Das Bundesverwaltungsgericht beschließt durch die Richterin Mag.a SIMMA als Einzelrichterin über den Antrag von XXXX vom XXXX 2019 auf Bewilligung der Verfahrenshilfe im Rahmen eines Verfahrens wegen Verletzung der Entscheidungspflicht durch die Datenschutzbehörde:

A)

I. Dem Antrag auf Bewilligung der Verfahrenshilfe wird insoweit stattgegeben, als der Antragsteller von der Eingabegebühr zur Beschwerdeerhebung und von allfälligen weiteren Kosten und Gebühren im Beschwerdeverfahren befreit ist.
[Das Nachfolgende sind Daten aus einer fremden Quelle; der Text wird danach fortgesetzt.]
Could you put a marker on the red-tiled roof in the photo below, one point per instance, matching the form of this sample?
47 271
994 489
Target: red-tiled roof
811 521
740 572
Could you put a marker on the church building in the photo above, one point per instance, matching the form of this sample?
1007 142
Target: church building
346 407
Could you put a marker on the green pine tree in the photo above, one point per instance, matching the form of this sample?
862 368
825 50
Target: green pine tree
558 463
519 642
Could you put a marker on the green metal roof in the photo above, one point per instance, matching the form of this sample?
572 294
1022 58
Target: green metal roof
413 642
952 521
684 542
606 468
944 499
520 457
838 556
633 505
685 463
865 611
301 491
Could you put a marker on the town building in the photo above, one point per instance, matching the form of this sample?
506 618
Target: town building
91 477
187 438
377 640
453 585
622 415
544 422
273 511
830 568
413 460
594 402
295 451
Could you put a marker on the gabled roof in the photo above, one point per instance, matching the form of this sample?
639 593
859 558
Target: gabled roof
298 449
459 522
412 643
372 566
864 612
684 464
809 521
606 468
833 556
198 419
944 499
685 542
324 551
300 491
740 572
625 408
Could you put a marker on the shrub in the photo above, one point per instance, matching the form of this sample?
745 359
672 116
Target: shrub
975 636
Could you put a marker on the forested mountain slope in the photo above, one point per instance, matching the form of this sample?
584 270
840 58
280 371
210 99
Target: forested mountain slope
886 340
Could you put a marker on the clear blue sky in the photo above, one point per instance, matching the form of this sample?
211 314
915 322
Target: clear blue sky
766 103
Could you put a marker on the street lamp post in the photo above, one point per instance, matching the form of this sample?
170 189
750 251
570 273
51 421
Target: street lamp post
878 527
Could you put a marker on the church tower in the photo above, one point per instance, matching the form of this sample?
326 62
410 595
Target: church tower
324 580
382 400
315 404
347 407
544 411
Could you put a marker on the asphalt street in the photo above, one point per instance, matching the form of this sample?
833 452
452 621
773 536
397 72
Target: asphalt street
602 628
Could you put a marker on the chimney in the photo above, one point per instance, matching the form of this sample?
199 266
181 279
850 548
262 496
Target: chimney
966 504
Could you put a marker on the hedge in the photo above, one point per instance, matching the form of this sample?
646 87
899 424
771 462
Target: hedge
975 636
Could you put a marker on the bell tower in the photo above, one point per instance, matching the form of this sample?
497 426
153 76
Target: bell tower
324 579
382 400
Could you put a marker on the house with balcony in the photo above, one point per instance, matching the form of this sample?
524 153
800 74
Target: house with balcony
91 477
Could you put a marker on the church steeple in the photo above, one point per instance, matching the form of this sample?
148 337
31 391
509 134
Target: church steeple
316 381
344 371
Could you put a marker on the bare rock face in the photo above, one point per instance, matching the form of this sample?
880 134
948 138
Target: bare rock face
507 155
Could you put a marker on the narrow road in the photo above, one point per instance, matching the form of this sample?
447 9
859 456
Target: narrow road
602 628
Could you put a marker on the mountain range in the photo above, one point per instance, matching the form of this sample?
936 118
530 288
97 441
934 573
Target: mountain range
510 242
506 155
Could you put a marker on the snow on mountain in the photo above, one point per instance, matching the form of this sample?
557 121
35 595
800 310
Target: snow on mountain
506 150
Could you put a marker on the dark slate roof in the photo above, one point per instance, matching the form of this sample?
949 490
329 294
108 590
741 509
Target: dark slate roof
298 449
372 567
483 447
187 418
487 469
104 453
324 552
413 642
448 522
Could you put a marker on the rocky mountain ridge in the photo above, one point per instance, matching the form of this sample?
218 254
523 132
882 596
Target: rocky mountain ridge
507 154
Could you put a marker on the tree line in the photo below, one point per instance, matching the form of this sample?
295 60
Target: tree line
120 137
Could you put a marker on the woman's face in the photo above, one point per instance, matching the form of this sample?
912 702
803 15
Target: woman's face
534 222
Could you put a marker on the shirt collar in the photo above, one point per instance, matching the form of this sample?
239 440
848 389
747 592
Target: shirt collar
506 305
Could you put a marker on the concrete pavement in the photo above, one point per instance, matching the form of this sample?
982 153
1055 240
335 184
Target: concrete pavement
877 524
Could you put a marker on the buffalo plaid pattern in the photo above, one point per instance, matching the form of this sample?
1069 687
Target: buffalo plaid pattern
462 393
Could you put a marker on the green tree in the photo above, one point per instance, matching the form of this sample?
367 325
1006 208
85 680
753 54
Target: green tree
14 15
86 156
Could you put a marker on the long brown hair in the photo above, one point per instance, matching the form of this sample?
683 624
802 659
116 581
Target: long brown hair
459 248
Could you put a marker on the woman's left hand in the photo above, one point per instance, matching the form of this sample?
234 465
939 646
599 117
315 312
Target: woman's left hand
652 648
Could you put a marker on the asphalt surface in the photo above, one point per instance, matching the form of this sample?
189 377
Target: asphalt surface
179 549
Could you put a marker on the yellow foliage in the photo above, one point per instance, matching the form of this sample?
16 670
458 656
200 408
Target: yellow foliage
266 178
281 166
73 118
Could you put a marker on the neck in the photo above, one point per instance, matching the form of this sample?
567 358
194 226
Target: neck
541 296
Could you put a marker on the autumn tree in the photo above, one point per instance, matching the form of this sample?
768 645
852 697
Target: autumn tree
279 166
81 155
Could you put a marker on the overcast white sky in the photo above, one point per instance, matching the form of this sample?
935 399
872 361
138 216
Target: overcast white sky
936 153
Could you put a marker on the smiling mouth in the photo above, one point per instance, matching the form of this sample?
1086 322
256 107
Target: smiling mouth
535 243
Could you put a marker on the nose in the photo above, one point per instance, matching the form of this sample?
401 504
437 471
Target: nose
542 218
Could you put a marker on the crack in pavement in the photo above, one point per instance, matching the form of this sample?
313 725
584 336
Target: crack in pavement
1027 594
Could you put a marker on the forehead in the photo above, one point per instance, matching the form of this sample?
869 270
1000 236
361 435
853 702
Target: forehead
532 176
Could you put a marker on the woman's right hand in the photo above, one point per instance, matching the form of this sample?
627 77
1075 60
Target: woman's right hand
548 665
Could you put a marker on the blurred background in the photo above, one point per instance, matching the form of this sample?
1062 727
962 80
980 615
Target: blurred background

II. Der darüberhinausgehende Antrag auf Verfahrenshilfe und auf Beigebung eines Rechtsanwalts/einer Rechtsanwältin für das Säumnisbeschwerdeverfahren und die Teilnahme an der Verhandlung wird als unbegründet abgewiesen.

B)

Die Revision ist gemäß Art. 133 Abs. 4 B-VG nicht zulässig.



Text


Begründung:

I. Verfahrensgang:

Mit Schreiben vom XXXX .2019 brachte der Antragsteller eine Beschwerde wegen Verletzung der Entscheidungspflicht der Datenschutzbehörde im von ihm angestrengten Verfahren (GZ: XXXX ) mit einem Antrag auf Verfahrenshilfe gemäß § 8a VwGVG beim Bundesverwaltungsgericht ein.

Mit Schreiben vom XXXX .2019 leitete das Bundesverwaltungsgericht die Säumnisbeschwerde gemäß § 6 AVG iVm § 17 VwGVG zuständigkeitshalber an die Datenschutzbehörde weiter, wo sie am XXXX .2019 einlangte.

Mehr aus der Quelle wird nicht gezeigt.